How to do the Loop with your canine crew onboard.
by Jordan Bohonek
We’ve covered several topics in my columns about America’s Great Loop, but one subject we haven’t tackled (and one that The Boss, aka my wife, might argue is the most important) is The Dog. More specifically, Sherman.
Now, Sherman isn’t just a dog — he’s a 7-year-old mini Goldendoodle with the attitude of a retired sea captain and the soul of a wise old man. Honestly, the only things holding him back from replacing me entirely are his lack of opposable thumbs and his inability to drive to Dairy Queen for a late-night Blizzard — although he’s never one to turn down a Pup Cup.
Sherman — affectionately known as The Dood — is a certified heart-stealer on the docks. And yes, we’ve been known to rank the dog above the kids from time to time (don’t worry, they’re used to it). As a boat broker, I get a kick out of hearing what elaborate modifications people make to their boats just to accommodate their four-legged first mates: Boarding ramps, fake grass, custom stairs, you name it.
Potty onboard
But the No. 1 question always seems to be: “How does the dog go to the bathroom?” Simple. You don’t need a degree in canine psychology — just some astroturf and a little peer pressure.
Sherman’s training began the summer before we set out, with a humble 2- by 3-foot patch of turf on the back deck. At first, it was a standoff, but then a friend’s dog gave a little demonstration, and like magic, Sherman got the idea. From that point on, it was one sniff, and the turf became his porcelain throne.
At home, Sherman had been “bell trained” — he’d ring a bell when it was time to go out. We kept that going on the boat by hanging a bell by the aft deck door. It was functional, classy and just dramatic enough for a Dood of his stature, and what was later realized to be his way out the door at any time he feels the need for a little fresh air.
Spa schedule
Now, let’s talk grooming. Sherman has a more rigid spa schedule than The Boss herself (her words, not mine), and he maintains a bi-monthly appointment at national pet chains across the U.S. His look is not wash-and-go. Before we departed, The Boss made sure all of Sherman’s vaccination records were up to date — because heaven forbid we roll into a Petco and get denied on technicalities. I honestly don’t know where I’d be without her meticulous planning; probably giving The Dood a bath in a marina sink.
In line with the talk of vaccinations, we did face one minor hiccup, we thought, when crossing into Canada (some rumored regulation had us nervous), but it ended up being nothing but barking up the wrong tree. Sherman cleared customs with more grace than I did. As a matter of fact, our friends to the North were quite welcoming of The Dood as he waddled down the butter tart trail!
Pet hacks
One of the best pet hacks we stumbled upon was food storage. Sherman’s stomach is, let’s say, particular, so we brought a hefty stash of his preferred cuisine. The trick? Vacuum-seal clothing bags. Yep — slipped his dog food bag inside one, sucked the air out with a shop vac, and stowed it in the bilge. It stayed dry and fresh, even after two minor water intrusions. Sherman never missed a meal, which, frankly, is more than I can say for myself some days.
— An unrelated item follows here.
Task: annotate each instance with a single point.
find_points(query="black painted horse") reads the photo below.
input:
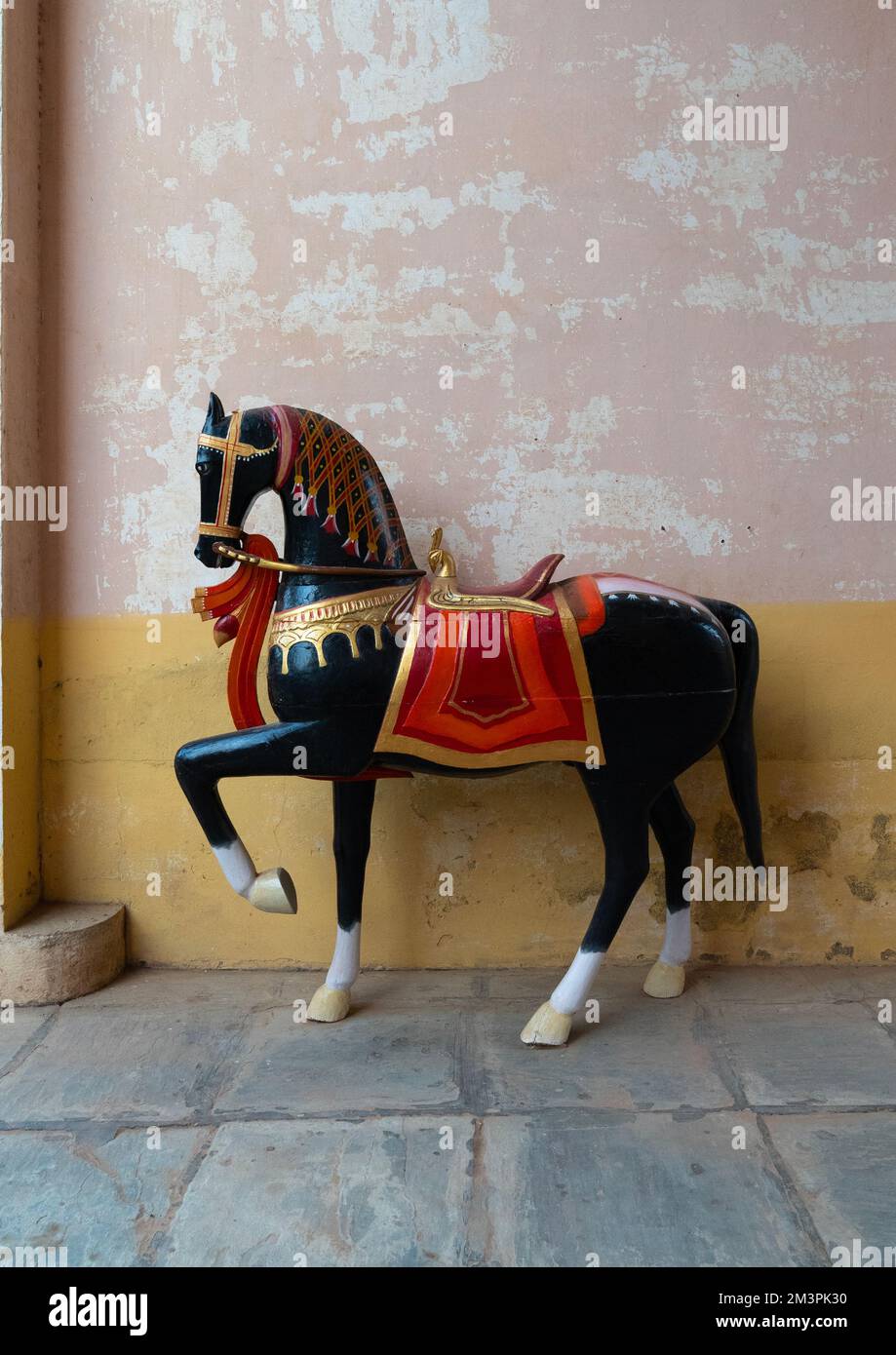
(667, 675)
Most marinas we visited were dog-friendly — some were practically dog utopias. Of course, a few weren’t so welcoming, but that was more about people’s problems than pet policies. As the old saying goes, “a few bad apples spoil the bunch,” and in this case, a few unruly pups (and even more unruly owners) have made it harder for
future good boys and girls.
So, what’s the moral of the story? Traveling with your four-legged first mate isn’t hard at all — it just takes a little planning, a dash of creativity and a whole lot of treats. From bathroom breaks to grooming appointments, border crossings to bilge storage hacks, we found that including Sherman in our Great Loop adventure only made the journey richer.
With a bit of prep and a sense of humor, your dog can be just as seaworthy as the rest of the crew — maybe even more so. After all, every good captain deserves a loyal co-captain with a wagging tail.